春を待つ君に、優しい嘘を贈る。
「――…え?」


何を言っているの、維月。

私だよ、柚羽だよ。あなたの恋人だよ?

冗談を言っているのかと思った私は、彼の目へと視線を動かした。


「……いづき?」


琥珀色の瞳は、困惑したように揺れていた。

握っている左手が私から逃れようとしているのか、静かに離れていく。


「…いづき、私が分からないの…?」


反対側のベッドサイドにある椅子に腰掛けている諏訪くんが、返事をしない維月の代わりだとでも言うかのように頷いた。
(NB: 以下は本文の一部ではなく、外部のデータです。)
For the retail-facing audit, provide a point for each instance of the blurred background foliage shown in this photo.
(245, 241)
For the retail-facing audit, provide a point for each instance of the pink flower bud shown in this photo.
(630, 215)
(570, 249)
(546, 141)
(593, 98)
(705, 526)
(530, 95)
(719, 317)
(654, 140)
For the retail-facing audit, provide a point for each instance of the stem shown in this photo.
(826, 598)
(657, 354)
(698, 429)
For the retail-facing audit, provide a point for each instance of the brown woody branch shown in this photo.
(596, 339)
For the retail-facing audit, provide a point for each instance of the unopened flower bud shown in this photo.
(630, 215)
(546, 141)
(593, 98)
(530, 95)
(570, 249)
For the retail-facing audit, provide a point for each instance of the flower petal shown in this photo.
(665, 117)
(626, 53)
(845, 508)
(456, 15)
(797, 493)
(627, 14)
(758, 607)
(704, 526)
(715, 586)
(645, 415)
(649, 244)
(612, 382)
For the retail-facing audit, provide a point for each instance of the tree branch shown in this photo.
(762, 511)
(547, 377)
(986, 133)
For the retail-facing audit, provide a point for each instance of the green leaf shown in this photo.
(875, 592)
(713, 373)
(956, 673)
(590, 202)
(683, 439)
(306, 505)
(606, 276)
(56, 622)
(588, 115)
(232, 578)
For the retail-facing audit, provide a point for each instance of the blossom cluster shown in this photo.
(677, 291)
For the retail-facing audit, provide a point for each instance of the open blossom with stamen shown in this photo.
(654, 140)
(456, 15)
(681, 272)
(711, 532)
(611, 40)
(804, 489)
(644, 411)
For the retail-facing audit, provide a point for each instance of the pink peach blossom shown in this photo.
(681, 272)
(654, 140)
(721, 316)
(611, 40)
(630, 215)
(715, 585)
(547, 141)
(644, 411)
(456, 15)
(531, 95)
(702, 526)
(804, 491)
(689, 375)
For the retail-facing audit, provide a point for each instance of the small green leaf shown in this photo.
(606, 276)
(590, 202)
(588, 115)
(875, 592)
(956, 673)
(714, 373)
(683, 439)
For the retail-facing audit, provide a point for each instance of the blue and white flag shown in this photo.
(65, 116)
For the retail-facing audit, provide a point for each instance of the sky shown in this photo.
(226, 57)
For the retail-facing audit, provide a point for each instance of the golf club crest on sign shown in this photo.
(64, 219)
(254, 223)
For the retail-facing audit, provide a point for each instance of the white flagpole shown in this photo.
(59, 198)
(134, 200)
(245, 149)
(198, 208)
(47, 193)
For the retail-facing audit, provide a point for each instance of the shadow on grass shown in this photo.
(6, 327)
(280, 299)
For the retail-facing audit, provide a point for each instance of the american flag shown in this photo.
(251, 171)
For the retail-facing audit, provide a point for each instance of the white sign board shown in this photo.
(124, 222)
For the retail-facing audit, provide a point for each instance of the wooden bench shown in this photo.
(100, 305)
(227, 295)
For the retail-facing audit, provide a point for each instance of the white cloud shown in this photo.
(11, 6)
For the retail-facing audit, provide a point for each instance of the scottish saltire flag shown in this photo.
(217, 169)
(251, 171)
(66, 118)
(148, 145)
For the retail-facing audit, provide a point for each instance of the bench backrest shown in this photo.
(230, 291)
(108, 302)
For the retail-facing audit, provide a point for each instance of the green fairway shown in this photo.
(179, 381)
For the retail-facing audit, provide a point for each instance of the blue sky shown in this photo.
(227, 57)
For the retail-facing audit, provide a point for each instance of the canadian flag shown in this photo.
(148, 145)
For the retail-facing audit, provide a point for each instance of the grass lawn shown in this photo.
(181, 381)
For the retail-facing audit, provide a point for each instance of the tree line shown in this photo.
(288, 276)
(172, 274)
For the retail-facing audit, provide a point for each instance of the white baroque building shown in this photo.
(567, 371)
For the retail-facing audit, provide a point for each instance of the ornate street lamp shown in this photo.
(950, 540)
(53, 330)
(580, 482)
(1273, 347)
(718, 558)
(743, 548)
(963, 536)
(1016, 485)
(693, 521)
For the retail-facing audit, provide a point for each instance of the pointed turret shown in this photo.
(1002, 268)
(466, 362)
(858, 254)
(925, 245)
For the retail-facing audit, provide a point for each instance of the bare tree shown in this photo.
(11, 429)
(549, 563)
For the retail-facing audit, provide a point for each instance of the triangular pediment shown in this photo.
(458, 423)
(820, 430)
その表情が今にも泣きだしそうで、苦しそうだったことに私は気付かなかった。


「…いづき、ねぇ、何の冗談…?」


離れていく左手を、指先で追いかけた。けれど、届かなかった。

私は目の前の現実を受け入れられなくて、ただ呆然としていた。

張り詰めた空気を和らげるためか、背後で見守っていた医師がファイルを片手に歩み寄ると、維月の右手に巻かれている包帯の具合を見ながら口を開く。


「――…部分的な記憶喪失だと、思われます。落下したときに頭を強く打ったショックでしょう」


今度こそ、本当の再会が出来たと思ったのに。

神様は彼から私に関する記憶を奪ってしまったのか。